We are looking for a Senior SRE to join our fully remote team to own the reliability, scalability, and performance of our global infrastructure. You won't just be "managing" clusters; you will be architecting multi-region resilience, building sophisticated CI/CD pipelines, and writing the Python automation that keeps our systems self-healing.

Technical Requirements :

- Kubernetes Mastery : Deep expertise in cluster architecture, RBAC, networking, and workload isolation. Experience with Helm, Operators, and scaling (HPA/Cluster Autoscaler) is essential.

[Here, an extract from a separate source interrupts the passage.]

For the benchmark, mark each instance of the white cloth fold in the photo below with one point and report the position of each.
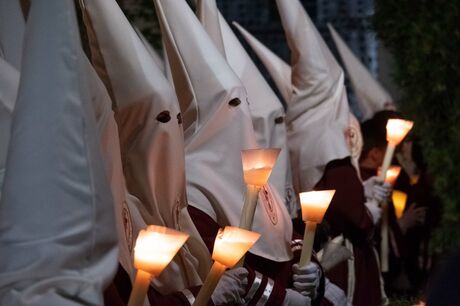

- Programming & Scripting : Strong hands-on proficiency in Python. You should be comfortable writing scripts to interact with APIs and automate infrastructure.

- CI/CD & GitOps : Proven experience building and optimizing deployment pipelines using GitHub Actions.

- Observability Stack : Experience implementing monitoring and tracing for complex distributed systems (specifically K8s and Kafka).

- Architect Resilience : Design and operate multi-AZ and multi-region Kubernetes deployments, ensuring DR (Disaster Recovery) readiness and seamless cluster switchovers.

- Engineer for Reliability : Define SLIs, SLOs, and error budgets. Youll be the champion of "system health," building end-to-end observability (metrics, logs, traces) across K8s and Kafka.

- Automate Everything : This is not a "manual click" role. You will use Python and GitHub Actions to build robust CI/CD workflows and automate complex operational tasks.

- Lead through Incidents : Drive incident response and conduct blameless postmortems that result in long-term engineering fixes, not just temporary patches.

Why Join Us?

- 100% Remote : Work from wherever you are most productive.

- High Impact : Youll have a direct hand in defining the best practices and reliability standards for our entire engineering org.

- Complex Challenges : Solve high-scale problems involving Kafka, multi-region architecture, and high-availability systems.